Pergunto ao qual desses escritores mais o influenciou e ele faz questão de voltar às sua raízes paraibanas, destacando a influência do poeta Augusto dos Anjos sobre sua obra. Para Paulo Nunes, o gosto pela leitura sempre merece um lugar de honra, pois foi graças à leitura que a veia poética aflorou em sua vida.


Escrever

Em seguida faço a pergunta que considerava a principal da minha lista pré-elaborada. O questiono sobre o que é para ele o ato de escrever, o dom da escrita. A resposta vem de maneira simples e profunda: “é um desafogo, é por pra fora aquilo que está ruminando dentro da gente, é uma necessidade”. Para ele a ausência da escrita provoca uma angústia, que só pode ser tirada através da escrita.
A essa altura eu já havia me levantado junto com o Paulo Nunes e passeado por sua sala olhando suas obras e cartas recebidas, cartas essas escritas por amigos do escritor, como Carlos Drummond de Andrade e Manuel Bandeira. Essas cartas destacam o trabalho de Paulo Nunes e o reconhecem como um nome a ser lembrado e destacado na literatura brasileira.


Literatura hoje

O escritor lamenta a falta de leitura da população brasileira, especialmente a anapolina, no entanto faz uma ressalva, o reconhecimento e o apoio hoje tem sido maior que no passado.
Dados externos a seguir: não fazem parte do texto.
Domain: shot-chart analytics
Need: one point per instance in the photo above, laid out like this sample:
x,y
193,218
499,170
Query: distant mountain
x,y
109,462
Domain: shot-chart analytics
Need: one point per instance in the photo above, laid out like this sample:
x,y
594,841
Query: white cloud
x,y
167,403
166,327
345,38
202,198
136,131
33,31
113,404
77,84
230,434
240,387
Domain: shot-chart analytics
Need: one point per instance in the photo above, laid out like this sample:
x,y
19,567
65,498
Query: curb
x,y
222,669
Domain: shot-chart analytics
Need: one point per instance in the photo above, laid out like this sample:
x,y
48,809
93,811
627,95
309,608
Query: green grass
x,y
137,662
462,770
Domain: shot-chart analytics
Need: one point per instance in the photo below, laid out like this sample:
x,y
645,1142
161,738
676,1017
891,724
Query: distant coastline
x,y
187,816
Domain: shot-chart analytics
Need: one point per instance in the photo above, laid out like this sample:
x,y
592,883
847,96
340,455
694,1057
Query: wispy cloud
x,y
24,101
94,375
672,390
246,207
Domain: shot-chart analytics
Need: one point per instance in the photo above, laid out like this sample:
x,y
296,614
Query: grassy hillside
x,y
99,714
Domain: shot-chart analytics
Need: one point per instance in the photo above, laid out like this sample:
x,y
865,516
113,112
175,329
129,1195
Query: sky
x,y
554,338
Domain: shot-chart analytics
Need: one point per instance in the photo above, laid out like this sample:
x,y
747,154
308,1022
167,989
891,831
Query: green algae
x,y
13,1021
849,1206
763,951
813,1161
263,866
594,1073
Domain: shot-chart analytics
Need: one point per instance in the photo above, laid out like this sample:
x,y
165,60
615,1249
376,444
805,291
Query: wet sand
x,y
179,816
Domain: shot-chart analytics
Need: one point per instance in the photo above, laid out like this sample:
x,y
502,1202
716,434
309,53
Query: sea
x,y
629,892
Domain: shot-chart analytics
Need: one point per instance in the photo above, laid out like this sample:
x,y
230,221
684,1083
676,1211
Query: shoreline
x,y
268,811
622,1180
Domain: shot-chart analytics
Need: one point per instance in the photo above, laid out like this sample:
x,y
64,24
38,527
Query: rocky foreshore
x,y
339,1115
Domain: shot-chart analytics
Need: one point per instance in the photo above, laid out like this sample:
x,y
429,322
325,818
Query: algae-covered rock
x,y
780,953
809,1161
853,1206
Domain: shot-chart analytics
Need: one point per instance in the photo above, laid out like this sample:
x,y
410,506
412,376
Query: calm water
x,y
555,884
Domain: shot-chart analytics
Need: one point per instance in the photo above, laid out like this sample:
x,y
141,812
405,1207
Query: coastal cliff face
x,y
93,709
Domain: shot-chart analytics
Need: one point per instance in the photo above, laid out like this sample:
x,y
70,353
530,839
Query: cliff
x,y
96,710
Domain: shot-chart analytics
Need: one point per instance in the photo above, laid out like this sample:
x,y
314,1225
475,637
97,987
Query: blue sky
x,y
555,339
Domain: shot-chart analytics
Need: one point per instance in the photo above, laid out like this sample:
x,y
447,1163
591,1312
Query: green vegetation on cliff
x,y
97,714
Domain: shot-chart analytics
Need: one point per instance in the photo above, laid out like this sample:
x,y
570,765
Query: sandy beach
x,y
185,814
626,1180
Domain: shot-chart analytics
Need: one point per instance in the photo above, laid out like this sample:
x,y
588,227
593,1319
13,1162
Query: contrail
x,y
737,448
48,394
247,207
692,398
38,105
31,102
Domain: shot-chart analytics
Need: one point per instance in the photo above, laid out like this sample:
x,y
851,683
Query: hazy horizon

Ele critica de forma dura a literatura atual, principalmente a influenciada pela cultura estadunidense. Para o escritor houve uma perda da identidade cultural brasileira. De acordo com Paulo Nunes, a morte do escritor gaúcho Moacyr Scliar ocorrida no dia 27 de fevereiro, representa a atual situação literária brasileira. “Os grandes escritores do Brasil estão desaparecendo”, desabafa.
O escritor denomina essa perda de identidade de “desabrasileiramento”, onde se dá mais valor à cultura estrangeira que à brasileira, na opinião dele há uma contra-cultura prevalecendo em detrimento da literatura brasileira. “As pessoas leem mais escritores estrangeiros que os brasileiros”. O escritor e também cordelista encerra afirmando que essa “cultura ruim” tem provocado na população brasileira um excesso de informação e uma falta de cultura: “Estamos vivendo uma superficialidade”.
Depois de cerca de uma hora dentro daquela sala, me despedi do escritor recebendo de suas trêmulas mãos, seu mais recente lançamento. Estava enriquecido, mesmo que nosso diálogo tenha sido tão curto. Não estava com a sensação de dever cumprido, mas com a gratificação de poder ter cumprido esse dever. Sem dúvida, mesmo que algumas opiniões do escritor estejam contrárias às minhas, é muito interessante ver o amor pela literatura e a forma como Paulo Nunes defende nossa cultura, mesmo que nossa população não reconheça tamanho talento.